歯がすり減っただけで下駄を買い替えることは、非常にもったいないことです。 

 

そこで、歯の部分だけを抜き取って修理する職人がいたのです。 

 

・灰買い 

灰買いはその名の通り、灰の買取です。 

 

燃やした布やかまどの灰を買い集めるため、彼らは常に顔が真っ白だったそうです。 

 

灰はアルカリ性であり、肥料として使われ、着物の色抜きや洗剤のように使われたため、このような仕事が重宝されたのです。 

 

・提灯の張り替え職人 

提灯(ちょうちん)は、今の世の中で使われることは珍しいものの、その形や用途を知らない人は少ないでしょう。 

 

提灯は蝋燭を障子紙で覆っていますが、それが破れてしまうことがあります。 

 

その紙の張替えや、屋号を書き換える仕事が、提灯の張り替え職人によるものでした。 

 

・下肥買い 

下肥買い(しもごえがい)とは、人間の排せつ物を買取する仕事です。 

 

資源を大切にする江戸時代では、排せつ物を回収して農家へ売り、肥料として使われていました。 

 

そこで新たな農作物が作られるため、排せつ物も徹底してリサイクルされていたと言えるでしょう。 

 

・古傘買い 

現代の日本は、使い捨て傘の消費が激しいと言われていますが、江戸時代では傘もしっかりとリサイクルされていました。 

 

傘買いは、古くなった傘を下取りし、紙や骨を直して新品のように修理しました。 

 

時代劇でも浪人が内職として傘張りを仕事としている場面が見られます。 

 

・蝋燭の流れ買い 

蝋燭の流れ買いは、燃える蝋燭から溶け出す蝋を買い集めます。 

 

そして、それを新しい蝋燭としてリサイクルしていたのです。 

 

江戸時代では蝋燭は貴重なものでした。

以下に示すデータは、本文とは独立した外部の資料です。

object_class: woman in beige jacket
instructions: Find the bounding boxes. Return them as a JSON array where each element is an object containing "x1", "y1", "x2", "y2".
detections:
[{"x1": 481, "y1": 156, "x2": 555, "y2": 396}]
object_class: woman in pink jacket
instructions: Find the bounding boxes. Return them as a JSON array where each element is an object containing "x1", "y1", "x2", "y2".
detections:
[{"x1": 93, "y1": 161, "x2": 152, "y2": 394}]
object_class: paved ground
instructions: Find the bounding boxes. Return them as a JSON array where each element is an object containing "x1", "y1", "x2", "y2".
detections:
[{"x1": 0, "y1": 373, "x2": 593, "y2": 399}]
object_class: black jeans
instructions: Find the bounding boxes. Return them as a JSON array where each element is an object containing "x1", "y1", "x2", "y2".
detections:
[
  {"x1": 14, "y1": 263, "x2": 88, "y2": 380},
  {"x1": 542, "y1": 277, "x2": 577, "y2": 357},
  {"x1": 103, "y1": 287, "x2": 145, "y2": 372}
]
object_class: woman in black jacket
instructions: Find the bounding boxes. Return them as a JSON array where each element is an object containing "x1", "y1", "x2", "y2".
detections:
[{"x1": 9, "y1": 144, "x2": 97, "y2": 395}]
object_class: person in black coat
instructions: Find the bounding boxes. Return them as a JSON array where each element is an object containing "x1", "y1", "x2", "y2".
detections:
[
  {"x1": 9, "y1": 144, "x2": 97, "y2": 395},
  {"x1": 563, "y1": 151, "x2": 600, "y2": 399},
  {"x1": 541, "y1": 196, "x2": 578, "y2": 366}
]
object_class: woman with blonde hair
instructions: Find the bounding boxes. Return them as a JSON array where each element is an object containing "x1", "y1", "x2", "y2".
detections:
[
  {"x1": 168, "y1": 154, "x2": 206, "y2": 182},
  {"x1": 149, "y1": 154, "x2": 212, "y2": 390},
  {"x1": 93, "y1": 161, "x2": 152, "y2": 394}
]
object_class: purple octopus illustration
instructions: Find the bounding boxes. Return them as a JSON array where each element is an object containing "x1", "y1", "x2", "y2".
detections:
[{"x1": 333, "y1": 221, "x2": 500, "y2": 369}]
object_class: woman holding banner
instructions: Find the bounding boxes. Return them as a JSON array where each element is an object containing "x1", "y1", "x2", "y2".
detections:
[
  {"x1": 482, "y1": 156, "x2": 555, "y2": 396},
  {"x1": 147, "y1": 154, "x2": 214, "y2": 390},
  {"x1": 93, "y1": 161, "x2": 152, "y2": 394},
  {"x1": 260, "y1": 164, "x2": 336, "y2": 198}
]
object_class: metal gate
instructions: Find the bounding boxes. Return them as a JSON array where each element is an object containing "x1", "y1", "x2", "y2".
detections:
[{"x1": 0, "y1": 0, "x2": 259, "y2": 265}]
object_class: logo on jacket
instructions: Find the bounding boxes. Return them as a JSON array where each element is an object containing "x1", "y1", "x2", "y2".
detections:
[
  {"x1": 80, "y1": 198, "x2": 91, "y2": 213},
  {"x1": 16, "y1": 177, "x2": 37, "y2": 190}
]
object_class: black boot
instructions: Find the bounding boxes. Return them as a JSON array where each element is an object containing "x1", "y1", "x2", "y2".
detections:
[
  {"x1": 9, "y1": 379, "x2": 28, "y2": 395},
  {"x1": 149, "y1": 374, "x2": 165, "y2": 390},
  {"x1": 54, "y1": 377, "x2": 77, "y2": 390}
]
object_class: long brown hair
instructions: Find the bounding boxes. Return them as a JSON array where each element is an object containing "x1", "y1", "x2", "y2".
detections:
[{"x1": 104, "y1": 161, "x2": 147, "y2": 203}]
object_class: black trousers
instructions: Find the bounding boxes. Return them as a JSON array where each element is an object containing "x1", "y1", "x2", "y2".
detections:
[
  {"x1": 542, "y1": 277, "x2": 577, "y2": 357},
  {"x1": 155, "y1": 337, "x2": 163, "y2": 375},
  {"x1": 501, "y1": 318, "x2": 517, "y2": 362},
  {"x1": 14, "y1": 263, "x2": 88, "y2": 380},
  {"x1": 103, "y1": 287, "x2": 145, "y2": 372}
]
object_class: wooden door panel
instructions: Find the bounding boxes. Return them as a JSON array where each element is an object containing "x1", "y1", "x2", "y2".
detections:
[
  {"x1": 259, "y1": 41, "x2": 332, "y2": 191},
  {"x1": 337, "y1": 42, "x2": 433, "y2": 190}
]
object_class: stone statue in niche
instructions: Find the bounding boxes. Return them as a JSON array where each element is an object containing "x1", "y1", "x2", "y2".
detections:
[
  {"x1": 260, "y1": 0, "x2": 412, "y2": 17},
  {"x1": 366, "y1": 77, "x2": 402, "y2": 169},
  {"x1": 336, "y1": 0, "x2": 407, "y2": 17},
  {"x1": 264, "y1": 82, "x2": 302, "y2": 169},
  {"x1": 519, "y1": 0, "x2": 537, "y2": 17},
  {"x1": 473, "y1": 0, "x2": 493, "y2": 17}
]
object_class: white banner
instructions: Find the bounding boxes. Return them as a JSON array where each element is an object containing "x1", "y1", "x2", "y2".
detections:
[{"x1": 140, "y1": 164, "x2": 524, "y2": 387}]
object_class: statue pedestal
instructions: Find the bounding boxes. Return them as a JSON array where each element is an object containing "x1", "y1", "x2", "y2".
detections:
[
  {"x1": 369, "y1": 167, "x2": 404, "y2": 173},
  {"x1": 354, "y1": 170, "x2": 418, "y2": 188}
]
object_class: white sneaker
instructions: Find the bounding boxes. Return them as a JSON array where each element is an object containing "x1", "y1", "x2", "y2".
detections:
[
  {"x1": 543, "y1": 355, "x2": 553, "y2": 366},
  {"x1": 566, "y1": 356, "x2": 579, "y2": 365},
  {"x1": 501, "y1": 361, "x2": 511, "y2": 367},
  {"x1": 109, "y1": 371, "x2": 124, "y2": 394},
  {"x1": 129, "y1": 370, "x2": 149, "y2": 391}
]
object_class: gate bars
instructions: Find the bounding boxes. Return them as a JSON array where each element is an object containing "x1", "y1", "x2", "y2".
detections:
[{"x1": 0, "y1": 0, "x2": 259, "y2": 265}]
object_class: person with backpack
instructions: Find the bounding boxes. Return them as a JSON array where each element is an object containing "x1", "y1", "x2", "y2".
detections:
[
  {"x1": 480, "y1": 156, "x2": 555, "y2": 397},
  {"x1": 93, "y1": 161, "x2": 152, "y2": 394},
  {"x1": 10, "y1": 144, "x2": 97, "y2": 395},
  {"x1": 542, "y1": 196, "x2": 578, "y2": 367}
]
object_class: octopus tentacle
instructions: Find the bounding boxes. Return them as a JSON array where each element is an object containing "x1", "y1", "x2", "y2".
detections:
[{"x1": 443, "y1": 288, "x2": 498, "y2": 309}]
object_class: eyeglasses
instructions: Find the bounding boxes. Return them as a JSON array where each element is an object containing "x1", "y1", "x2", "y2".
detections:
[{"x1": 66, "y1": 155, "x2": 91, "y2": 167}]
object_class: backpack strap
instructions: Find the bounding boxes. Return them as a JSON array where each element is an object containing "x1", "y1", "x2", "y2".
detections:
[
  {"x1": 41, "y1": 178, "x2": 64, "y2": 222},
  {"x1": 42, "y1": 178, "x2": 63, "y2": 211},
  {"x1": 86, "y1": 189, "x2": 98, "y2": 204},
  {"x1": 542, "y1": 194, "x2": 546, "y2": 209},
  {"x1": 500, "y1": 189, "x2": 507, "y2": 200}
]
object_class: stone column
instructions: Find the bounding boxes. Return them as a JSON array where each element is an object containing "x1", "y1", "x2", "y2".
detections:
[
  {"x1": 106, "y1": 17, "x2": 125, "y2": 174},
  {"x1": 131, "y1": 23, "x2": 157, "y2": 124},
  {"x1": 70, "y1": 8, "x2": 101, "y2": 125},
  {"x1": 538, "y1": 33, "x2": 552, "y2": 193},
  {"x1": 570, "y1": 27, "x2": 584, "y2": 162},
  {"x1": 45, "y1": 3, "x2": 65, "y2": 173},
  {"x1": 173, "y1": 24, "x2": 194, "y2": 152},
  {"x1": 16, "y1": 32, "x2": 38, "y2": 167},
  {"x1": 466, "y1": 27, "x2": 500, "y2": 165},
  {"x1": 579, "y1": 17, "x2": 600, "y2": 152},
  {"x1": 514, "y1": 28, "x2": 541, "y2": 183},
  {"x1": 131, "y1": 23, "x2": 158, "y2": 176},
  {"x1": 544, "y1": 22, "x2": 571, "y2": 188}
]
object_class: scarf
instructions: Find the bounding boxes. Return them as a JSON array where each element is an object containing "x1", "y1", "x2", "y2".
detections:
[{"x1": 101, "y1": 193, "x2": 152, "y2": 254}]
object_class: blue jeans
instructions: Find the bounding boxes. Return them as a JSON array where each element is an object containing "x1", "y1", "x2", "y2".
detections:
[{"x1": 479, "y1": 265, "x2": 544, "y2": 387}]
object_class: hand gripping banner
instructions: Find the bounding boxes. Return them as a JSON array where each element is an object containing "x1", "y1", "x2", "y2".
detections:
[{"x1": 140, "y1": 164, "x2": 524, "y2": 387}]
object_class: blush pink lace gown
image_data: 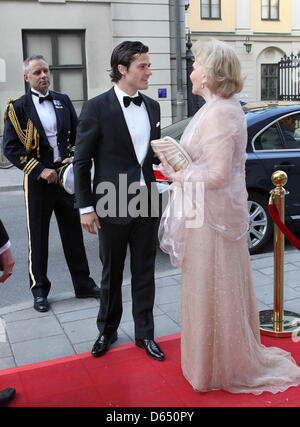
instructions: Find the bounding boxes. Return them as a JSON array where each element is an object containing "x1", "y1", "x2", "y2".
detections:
[{"x1": 159, "y1": 95, "x2": 300, "y2": 395}]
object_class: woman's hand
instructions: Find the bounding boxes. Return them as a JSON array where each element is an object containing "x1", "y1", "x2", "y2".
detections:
[
  {"x1": 158, "y1": 153, "x2": 183, "y2": 183},
  {"x1": 158, "y1": 153, "x2": 176, "y2": 180}
]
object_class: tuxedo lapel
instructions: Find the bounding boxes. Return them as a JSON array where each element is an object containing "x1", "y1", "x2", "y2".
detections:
[
  {"x1": 108, "y1": 88, "x2": 138, "y2": 161},
  {"x1": 23, "y1": 91, "x2": 48, "y2": 143},
  {"x1": 139, "y1": 93, "x2": 158, "y2": 160},
  {"x1": 140, "y1": 93, "x2": 156, "y2": 142}
]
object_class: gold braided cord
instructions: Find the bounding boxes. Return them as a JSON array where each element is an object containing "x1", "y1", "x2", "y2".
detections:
[
  {"x1": 3, "y1": 97, "x2": 18, "y2": 126},
  {"x1": 58, "y1": 165, "x2": 64, "y2": 186},
  {"x1": 4, "y1": 99, "x2": 40, "y2": 158}
]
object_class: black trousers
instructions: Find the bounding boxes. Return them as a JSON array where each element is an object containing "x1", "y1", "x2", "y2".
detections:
[
  {"x1": 96, "y1": 216, "x2": 158, "y2": 339},
  {"x1": 24, "y1": 174, "x2": 95, "y2": 298}
]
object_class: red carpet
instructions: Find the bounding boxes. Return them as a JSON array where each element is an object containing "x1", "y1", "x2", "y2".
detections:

庶民は魚油を使うか、暗くなったら眠るしかありません。 

 

そのため、蝋燭もしっかりとリサイクルしていたのでしょう。 

 

・箍屋 

江戸時代では、水のような液体を運ぶために、桶や樽を使用しました。 

 

桶や樽は、箍(たが)と言われる金属や竹の輪によって締められていましたが、これが折れたり歪んだりしてしまったら、修理が必要でした。 

 

そこで箍屋が利用されたのです。